Scientific classification
- Kingdom: Animalia
- Phylum: Chordata
- Class: Reptilia
- Order: Squamata
- Suborder: Serpentes
- Family: Typhlopidae
- Genus: Afrotyphlops
- Species: A. bibronii
- Binomial name: Afrotyphlops bibronii (A. Smith, 1846)
- Synonyms: Onycocephalus bibronii A. Smith, 1846; Typhlops bibronii — Boulenger, 1893; Afrotyphlops bibronii — Broadley & Wallach, 2007;

= Bibron's blind snake =

- Authority: (A. Smith, 1846)
- Conservation status: LC
- Synonyms: Onycocephalus bibronii , A. Smith, 1846, Typhlops bibronii , — Boulenger, 1893, Afrotyphlops bibronii , — Broadley & Wallach, 2007

Species of snake

Bibron's blind snake (Afrotyphlops bibronii) is a species of snake in the family Typhlopidae.
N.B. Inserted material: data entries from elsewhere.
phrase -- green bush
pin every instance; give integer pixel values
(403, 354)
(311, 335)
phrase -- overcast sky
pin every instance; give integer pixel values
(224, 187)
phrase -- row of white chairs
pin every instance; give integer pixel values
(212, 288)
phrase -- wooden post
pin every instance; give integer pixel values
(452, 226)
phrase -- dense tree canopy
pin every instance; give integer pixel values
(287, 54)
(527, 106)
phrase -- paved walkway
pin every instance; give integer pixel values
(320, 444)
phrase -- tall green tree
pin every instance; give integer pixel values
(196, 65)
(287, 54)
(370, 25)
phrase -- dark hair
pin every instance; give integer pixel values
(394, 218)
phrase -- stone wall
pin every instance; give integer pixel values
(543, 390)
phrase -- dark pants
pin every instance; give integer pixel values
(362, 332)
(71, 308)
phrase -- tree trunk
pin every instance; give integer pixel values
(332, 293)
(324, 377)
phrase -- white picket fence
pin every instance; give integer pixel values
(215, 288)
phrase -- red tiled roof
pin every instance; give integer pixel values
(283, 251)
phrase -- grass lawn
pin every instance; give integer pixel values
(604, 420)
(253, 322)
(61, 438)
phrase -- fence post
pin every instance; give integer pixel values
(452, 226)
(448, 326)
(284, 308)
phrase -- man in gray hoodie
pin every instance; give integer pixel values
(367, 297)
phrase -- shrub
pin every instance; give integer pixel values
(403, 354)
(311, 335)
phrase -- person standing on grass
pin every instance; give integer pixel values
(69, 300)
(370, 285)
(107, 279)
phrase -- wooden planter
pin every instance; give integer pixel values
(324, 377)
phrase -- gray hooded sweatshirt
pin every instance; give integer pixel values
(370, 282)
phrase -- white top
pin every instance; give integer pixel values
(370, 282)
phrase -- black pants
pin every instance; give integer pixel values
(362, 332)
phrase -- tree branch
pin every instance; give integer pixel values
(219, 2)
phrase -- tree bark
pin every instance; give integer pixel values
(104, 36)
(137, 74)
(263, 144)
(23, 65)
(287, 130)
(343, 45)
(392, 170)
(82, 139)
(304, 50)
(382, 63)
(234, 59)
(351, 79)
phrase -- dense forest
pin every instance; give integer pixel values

The species is native to southern Africa.

==Etymology==
The specific name, bibronii, is in honor of French herpetologist Gabriel Bibron.

==Geographic range==
A. bibronii is found in extreme southeastern Botswana, eastern and northern South Africa, Lesotho, Eswatini, and eastern Zimbabwe, and possibly Mozambique.

==Description==
A heavy-bodied species of blind snake, A. bibronii is dark olive-brown to brown dorsally, and is paler ventrally. Adults are darker than juveniles. Adults may attain a snout-vent length (SVL) of 29.5 cm. Its scales are arranged in 30 rows around the body, and there are more than 300 scales in the middorsal row.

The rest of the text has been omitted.